Earning respect at the Mission’s outset | Jacques Paul Klein, Under-Secretary-General, Special Representative of the Secretary-General (2003-2005)
Jacques Paul Klein arrived in Monrovia in October 2003 as the Mission’s first Special Representative of the Secretary-General (then, Kofi Annan). With the flight of former president Charles Taylor to Nigeria, the parties in the Liberian civil war were able to come to a ceasefire agreement that paved the way for a UN peacekeeping operation.
A larger than life, cigar-smoking former US State Department official and Air Force major-general who had previously led UN peacekeeping missions in Bosnia-Herzegovina and Croatia. Klein’s tough message to any faction that aspired to violating the Accra agreement was credited with maintaining stability, while tensions remained raw.
“Klein came to earn the respect of Liberians for his no-nonsense ways and his unequivocal refusal to play favorites among the warring factions,” wrote former President Ellen Johnson Sirleaf in her autobiography. “When skirmishes in Nimba between former Government soldiers and MODEL endangered both civilians and the peace agreement, Klein sent out patrols to fly over the area and threatened, essentially to shoot anyone caught warmongering. The skirmishes stopped. “
At the time, with 15,000 peacekeepers, 1,115 police officers and nearly 2,000 civilian staff members, UNMIL was the largest peacekeeping operation going, with a budget of US$800 million. Yet Mr. Klein had to argue at the UN for further funding for the rehabilitation and reintegration of ex-combatants when donor funds lagged.
When some said the country wasn’t ready for the first round of DDR, he told a reporter in 2005: “My philosophy has always been lead, follow, or get out of my way. Because my goal was to save Liberia.”

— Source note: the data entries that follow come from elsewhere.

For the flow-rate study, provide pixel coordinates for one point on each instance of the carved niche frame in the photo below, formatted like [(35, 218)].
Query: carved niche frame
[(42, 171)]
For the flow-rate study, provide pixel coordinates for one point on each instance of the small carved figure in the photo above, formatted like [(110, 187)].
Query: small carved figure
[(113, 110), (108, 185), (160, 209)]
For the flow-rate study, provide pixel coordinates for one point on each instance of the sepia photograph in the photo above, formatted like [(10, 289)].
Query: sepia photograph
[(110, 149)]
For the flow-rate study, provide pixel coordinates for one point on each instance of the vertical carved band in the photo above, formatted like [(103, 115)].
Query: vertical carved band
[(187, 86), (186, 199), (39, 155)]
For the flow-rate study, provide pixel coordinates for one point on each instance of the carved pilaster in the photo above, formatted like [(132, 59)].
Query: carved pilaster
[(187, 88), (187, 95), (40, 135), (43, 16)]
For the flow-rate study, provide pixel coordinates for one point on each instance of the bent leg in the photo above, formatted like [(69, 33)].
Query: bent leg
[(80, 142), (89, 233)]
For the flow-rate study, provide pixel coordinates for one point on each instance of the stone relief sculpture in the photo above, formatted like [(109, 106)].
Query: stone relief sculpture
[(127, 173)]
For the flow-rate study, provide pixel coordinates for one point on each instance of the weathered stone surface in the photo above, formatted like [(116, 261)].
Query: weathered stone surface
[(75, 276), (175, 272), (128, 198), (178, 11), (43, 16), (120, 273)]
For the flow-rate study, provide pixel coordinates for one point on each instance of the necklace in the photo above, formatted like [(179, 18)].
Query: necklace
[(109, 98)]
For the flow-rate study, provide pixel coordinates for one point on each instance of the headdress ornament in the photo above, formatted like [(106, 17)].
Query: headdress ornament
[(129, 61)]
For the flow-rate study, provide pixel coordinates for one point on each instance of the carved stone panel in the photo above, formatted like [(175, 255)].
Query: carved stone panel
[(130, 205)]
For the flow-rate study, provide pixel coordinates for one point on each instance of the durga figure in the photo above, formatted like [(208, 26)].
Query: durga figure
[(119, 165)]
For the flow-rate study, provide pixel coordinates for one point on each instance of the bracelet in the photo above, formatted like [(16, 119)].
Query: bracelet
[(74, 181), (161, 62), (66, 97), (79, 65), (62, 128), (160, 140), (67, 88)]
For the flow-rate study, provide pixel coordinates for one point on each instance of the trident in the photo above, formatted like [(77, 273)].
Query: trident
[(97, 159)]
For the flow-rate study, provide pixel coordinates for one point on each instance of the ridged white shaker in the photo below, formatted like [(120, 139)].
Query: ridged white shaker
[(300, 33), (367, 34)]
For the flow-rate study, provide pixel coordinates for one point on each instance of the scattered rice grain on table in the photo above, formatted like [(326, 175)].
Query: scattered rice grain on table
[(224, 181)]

The Mission’s goal was to re-establish the rule of law and hold free and fair elections. During Klein’s tenure as the first SRSG, the Mission disarmed and demobilized some 106,000 fighters. UNMIL helped to extend state authority throughout Liberia and along its borders. The Mission helped the Government to begin to reform and restructure the police, prison system and courts.
Some 350,000 refugees returned home from neighboring states, and the UN assisted some 450,000 internally displaced persons in returning to their homes. At the same time, under the UN’s purview, 659,000 people received daily food, and 1.4 million children were immunized against measles and polio.
The Mission registered 1.3 million voters who in December 2005 elected Africa’s first woman president, Ellen Johnson Sirleaf, who took office in January 2006. Mr. Klein continued to lobby after his departure for further restructuring of the security forces, strengthening of the judiciary, decentralization and other constitutional reforms.
“Liberia still has a long way to go,” he said in January 2017. “The Liberia-American versus native Liberian population tensions, illiteracy and the lack of substantial foreign investment continue to undermine Liberia’s future.”
As for UNMIL, which was deployed for another 12 years after his departure, he credits the thousands of personnel who served the UN in Liberia and said that, “With three presidential elections and the re-establishment of the rule of law, the Mission was a success.”
Mr. Klein has continued to speak, write and consult on international affairs.